What Women Want...

I'm back, quite surprisingly at the second floor of the library, in the corner and I have a nagging sense that my subconscious is exceedingly relieved by my presence here. Nay, my subconscious somehow has managed to prevail on the conscious to find acorns to get back to typing. An exhilarating experience of freedom, of who I am, and a key to the question that haunts me today, "What do women want?"

I hope the question and the title itself drew you here for an extension of the misogynist jokes and popular culture references to an entire section of the human population. As a matter of fact, I am currently listening (on loop) the rendition of Baraye as preparation for another evening in support for women in Iran. And all the while, thinking of the many, many ways women have been marginalised in my own country and continue to lack agency or even be aware of its existence. 

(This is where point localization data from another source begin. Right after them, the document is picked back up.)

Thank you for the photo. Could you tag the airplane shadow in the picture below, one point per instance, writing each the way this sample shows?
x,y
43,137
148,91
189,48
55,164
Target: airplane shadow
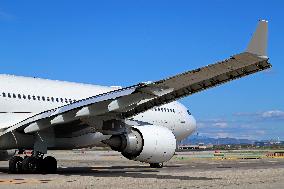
x,y
120,171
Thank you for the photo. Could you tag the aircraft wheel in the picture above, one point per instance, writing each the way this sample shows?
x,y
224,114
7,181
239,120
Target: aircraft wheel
x,y
32,165
15,164
50,165
156,165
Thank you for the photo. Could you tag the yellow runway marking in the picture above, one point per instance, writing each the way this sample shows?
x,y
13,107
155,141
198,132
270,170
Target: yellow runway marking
x,y
23,181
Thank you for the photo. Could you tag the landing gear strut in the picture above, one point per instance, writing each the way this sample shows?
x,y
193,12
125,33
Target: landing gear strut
x,y
156,165
33,164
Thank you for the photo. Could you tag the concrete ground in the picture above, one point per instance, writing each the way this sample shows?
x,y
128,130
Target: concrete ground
x,y
103,169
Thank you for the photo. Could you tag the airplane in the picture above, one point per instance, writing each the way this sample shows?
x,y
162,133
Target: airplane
x,y
143,122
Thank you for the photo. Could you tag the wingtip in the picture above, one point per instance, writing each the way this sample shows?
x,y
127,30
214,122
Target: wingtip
x,y
258,43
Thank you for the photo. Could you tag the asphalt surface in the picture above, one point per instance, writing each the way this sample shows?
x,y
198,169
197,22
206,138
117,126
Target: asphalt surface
x,y
102,169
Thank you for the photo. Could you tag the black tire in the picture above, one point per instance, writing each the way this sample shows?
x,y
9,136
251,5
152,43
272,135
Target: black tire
x,y
32,165
156,165
50,165
15,164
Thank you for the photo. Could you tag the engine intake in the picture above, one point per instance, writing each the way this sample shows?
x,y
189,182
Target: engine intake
x,y
148,143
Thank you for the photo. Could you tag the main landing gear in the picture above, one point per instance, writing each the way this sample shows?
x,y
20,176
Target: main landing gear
x,y
156,165
33,164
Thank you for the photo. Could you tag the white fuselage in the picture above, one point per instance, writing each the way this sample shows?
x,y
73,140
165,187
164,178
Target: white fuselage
x,y
22,97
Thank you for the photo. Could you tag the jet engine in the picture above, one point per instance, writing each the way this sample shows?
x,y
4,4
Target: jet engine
x,y
147,143
6,154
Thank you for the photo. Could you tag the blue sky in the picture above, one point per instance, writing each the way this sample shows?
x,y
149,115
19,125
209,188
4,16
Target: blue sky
x,y
126,42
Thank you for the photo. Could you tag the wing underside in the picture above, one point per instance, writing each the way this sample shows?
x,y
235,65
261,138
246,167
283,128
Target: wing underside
x,y
127,102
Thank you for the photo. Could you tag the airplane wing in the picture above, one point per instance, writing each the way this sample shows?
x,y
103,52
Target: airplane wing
x,y
129,101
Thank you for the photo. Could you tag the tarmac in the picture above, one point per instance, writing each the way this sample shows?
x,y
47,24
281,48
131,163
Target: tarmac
x,y
108,169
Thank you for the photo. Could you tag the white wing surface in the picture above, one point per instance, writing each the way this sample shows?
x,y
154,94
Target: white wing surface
x,y
129,101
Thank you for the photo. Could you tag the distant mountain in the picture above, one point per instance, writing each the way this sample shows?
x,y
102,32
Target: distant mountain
x,y
215,141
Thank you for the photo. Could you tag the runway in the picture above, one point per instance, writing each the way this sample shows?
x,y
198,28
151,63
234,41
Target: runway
x,y
103,169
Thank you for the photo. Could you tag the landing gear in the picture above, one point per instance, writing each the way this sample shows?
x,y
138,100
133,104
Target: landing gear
x,y
33,164
156,165
15,164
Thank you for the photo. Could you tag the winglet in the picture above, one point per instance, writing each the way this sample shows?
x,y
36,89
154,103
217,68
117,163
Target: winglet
x,y
258,43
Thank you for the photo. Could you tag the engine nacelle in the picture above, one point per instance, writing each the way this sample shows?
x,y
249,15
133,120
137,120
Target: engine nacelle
x,y
6,154
148,143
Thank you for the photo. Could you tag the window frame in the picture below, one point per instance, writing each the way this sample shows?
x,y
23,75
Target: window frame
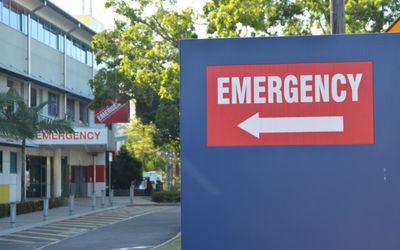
x,y
50,106
1,162
13,159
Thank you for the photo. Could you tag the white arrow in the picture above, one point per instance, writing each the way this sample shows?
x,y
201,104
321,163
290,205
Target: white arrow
x,y
256,125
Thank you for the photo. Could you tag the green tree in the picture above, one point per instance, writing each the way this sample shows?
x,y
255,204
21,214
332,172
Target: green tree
x,y
233,18
23,122
141,144
140,58
125,169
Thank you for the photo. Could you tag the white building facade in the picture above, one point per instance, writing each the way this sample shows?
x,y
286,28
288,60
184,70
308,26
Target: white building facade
x,y
45,55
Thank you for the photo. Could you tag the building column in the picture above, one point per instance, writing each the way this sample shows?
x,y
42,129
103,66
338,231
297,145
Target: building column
x,y
57,173
48,177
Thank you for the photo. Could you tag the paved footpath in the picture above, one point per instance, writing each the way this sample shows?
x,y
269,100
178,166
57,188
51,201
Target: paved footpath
x,y
83,206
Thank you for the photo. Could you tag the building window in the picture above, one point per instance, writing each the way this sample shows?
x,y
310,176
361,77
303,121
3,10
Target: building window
x,y
83,113
24,23
70,110
54,104
33,97
13,162
5,12
1,162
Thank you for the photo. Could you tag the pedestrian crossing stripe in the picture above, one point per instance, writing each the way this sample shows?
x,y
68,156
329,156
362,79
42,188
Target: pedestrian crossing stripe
x,y
22,235
42,233
16,241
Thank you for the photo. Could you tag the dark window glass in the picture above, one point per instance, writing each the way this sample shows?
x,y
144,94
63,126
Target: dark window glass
x,y
69,47
40,31
14,16
13,162
53,106
1,162
70,110
46,33
24,23
83,113
5,12
61,42
33,97
34,25
53,38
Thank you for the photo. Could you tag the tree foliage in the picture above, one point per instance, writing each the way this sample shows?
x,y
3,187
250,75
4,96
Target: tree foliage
x,y
140,55
233,18
140,58
125,169
141,144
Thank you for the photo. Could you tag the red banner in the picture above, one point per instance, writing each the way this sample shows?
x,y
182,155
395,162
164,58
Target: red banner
x,y
115,113
290,104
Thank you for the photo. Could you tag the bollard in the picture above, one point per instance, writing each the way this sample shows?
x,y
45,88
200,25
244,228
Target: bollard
x,y
45,208
110,196
13,213
131,194
71,204
93,201
103,197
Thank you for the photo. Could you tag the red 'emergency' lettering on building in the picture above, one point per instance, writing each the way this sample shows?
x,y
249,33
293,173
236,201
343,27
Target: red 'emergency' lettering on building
x,y
90,135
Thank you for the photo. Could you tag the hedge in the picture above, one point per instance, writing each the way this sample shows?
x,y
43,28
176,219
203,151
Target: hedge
x,y
32,206
166,196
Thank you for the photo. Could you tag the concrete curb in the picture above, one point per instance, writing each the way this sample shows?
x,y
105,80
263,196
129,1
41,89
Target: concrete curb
x,y
168,241
43,223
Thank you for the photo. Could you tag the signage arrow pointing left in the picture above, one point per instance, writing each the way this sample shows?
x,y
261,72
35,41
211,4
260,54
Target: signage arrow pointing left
x,y
255,125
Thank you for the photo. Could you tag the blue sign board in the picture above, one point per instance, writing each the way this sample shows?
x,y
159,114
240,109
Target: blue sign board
x,y
325,176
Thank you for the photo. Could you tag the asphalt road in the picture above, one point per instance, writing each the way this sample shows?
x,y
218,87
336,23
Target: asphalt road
x,y
124,229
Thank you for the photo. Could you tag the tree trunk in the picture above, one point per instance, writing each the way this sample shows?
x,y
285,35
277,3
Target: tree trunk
x,y
23,169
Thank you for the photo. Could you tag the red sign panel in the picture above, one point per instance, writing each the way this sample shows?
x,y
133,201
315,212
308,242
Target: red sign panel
x,y
290,104
115,113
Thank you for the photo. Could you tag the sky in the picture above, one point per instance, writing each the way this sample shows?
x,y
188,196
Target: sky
x,y
106,16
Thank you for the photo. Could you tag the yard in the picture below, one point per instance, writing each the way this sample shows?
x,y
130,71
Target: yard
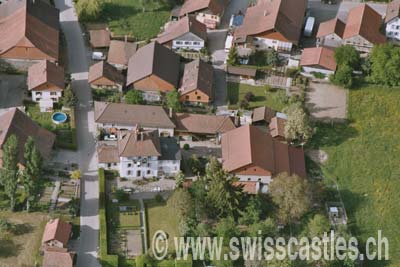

On my table is the library's copy of "Jung & Feminism" which attempts to capture the essence of how Jung 'defines' feminism (he does not!). The book explores in quite great detail the 'difficulties' faced by theologists and psychological scholars in understanding the psyche of women from the time psychology even emanated as a field of study. The potent combination of all the above lead me to the question, "What do women want?" and more importantly, "Who wants to know?"

The fact that the question in my title obviously clusters all women, almost half the population of the world as we know it, as a single entity - sans demographic, ethnographic, geographic filters and depriving any sense of individuality - like cattle (yet again!). However, there is little or no conversation around the second obvious question, "who wants to know?" It is in the search for an answer to that second question that the truth begins to come to light. Why did the question become as commonplace as it did? 

One of the obvious places my logic takes me is the fact that it provides a cheap humourous take for men to hide behind, to shirk accountability. For some, it might even lead to a deeper understanding of the Self (something Carl Jung clearly tried to do). To me, it also also sheds light on how the advertisers - looking to tap into the newly financially independent global female population - used the question to tap into a potent area of self-doubt and "told" women what they should want instead. Think about it, the only things that compares to the usage of the question is the lack of responses to it. No one knows what women want, hence here's my product which is the thing you should want! Feeding into an oppressed population's need for validation and self-doubt to sell a line of products ranging from beauty creams (that don't work) to careers (up to the glass ceiling only, please!)

Meanwhile, the movie is believed to have grossed 374 million dollars as opposed to the 70 million dollars required to make (it's all on Wikipedia). Three of the five producers are women, still profiting from the sale of rights of the film.